脚を高くあげて汚いのなら意味がない。低くてもいいから正しく美しく。上体は動かしすぎない。
気品があり重厚な印象を与える。
瀕死の白鳥で有名なアンナ・パブロワはこちら。
昔の有名なバレエダンサーはほぼオペラ座メソッド。ワガノワメソッドは新しいものだ。
対してワガノワメソッドは、上体を倒してもいいから脚を高くあげる。上半身に捻りを加えてより立体的にみせる。
ダイナミックで華やかな印象を与える。
しかし優れた身体条件を持つ人しかこれは踊りこなせない排他的な一面も。
ワガノワメソッドがハマるのはやはりロパートキナや、ザハロワ、永久メイさんなど手脚が長くラインが美しい人だ。
メソッドはどちらの方が良い、などではなくどちらも固有の良さがあり良い。
メソッドの比較 -ドルシネアのバリエーションから-
ドン・キホーテの2幕、ドルシネアのバリエーションで2つのメソッドを比較しよう。
まずはオペラ座メソッドから、オペラ座のエトワール、オーレリ・デュポン(左)とドロテ・ジルベール(右)
次にワガノワメソッドから、スヴェトラーナ・ザハロワ。ワガノワアカデミーの卒業生。
最初のアチチュードから、オペラ座は脚を高く上げすぎず、ワガノワは少し上体を倒していいから脚を高く上げる、という違いはあるが、顔の付け方と上半身の動かし方もかなり違う。
ワガノワは脚を上げるタイミングで顔も一緒に少し上げて華やかな印象があるが、オペラ座は顔は極力動かさない。であればこそ、その気高さが増している。

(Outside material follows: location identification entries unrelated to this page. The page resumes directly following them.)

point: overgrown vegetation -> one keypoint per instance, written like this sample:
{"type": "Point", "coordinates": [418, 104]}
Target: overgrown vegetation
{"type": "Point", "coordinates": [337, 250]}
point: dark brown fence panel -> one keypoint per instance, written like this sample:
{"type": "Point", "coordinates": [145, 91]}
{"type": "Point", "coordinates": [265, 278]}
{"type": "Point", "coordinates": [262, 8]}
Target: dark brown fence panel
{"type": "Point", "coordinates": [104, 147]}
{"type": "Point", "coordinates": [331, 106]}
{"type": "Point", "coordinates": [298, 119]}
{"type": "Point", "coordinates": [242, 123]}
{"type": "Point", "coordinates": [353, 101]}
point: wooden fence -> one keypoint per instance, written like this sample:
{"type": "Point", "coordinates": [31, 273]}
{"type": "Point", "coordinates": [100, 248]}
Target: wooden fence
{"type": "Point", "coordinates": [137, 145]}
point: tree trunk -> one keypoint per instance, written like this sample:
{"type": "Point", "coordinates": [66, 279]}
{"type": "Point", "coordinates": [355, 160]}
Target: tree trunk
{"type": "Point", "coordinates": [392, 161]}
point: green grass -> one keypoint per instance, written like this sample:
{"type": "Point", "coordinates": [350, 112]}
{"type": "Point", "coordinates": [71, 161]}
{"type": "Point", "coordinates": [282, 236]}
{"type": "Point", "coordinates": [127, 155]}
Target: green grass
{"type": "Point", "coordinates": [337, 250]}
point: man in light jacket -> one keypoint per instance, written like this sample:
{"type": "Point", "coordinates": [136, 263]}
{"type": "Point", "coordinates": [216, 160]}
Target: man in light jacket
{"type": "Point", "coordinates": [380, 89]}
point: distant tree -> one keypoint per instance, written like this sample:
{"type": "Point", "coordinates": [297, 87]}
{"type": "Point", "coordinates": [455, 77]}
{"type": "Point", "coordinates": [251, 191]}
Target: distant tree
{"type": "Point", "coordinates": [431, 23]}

想像してもらいたいのだが、一般の市民は家族や友達に手を振るとき、大きく、前後左右に振るだろう。一方で皇族のような高貴な方は手を顔の付近でゆっくりと左右に動かすだけだ。控えめな仕草は気高さと結びつくのだろう。
また、ワガノワの方が身体の角度の付け方が大きく、オペラ座はこちらも控えめ。
例えば、最初のクッペからアラベスクに上がるところ。
ワガノワはかなり角度をしっかりつけているため、立体的でダイナミックな表現となる。先日YouTubeでヤマカイさんの「アラジン」公演の練習動画を拝見したのだが、角度をつけた方がブロードウェイ感が出ると指導している場面があり、確かにより華やかさが出ると感じた。
オペラ座は誇張しすぎない、伝統的で古典の重厚な感じが美しい。あまりにも大袈裟な表現はときには下品と取られることがあるが、オペラ座は踊りの随所にバレエの本場パリのプライドを感じさせる品の良さがある。
それにしても、手脚の長いザハロワは本当にワガノワメソッドがよく映える。美しい四肢を持つからこそハマる型だと思い知らされる。
余談だが、私はロパートキナが好きだ。
彼女の踊りは動的でありながらも、静の瞬間がある。時が止まったかのように感じるのだ。そこに生まれた緩急に、情緒豊かな音楽性が加わる。
美しい身体のラインから繰り出される繊細な動きに見惚れているといつのまにか時間を忘れている。
彼女には、他のダンサーにはない引き込まれるものがある。
それは彼女の思慮深さ、内面の深さ、芸術や表現に対する一貫した姿勢からくるものだろう。
ロパートキナ×ワガノワメソッドはハマり具合が非常に良い。
それぞれのメソッドの違いが踊りでわかるようになると、より鑑賞の仕方も深まり、面白くなるのではないか。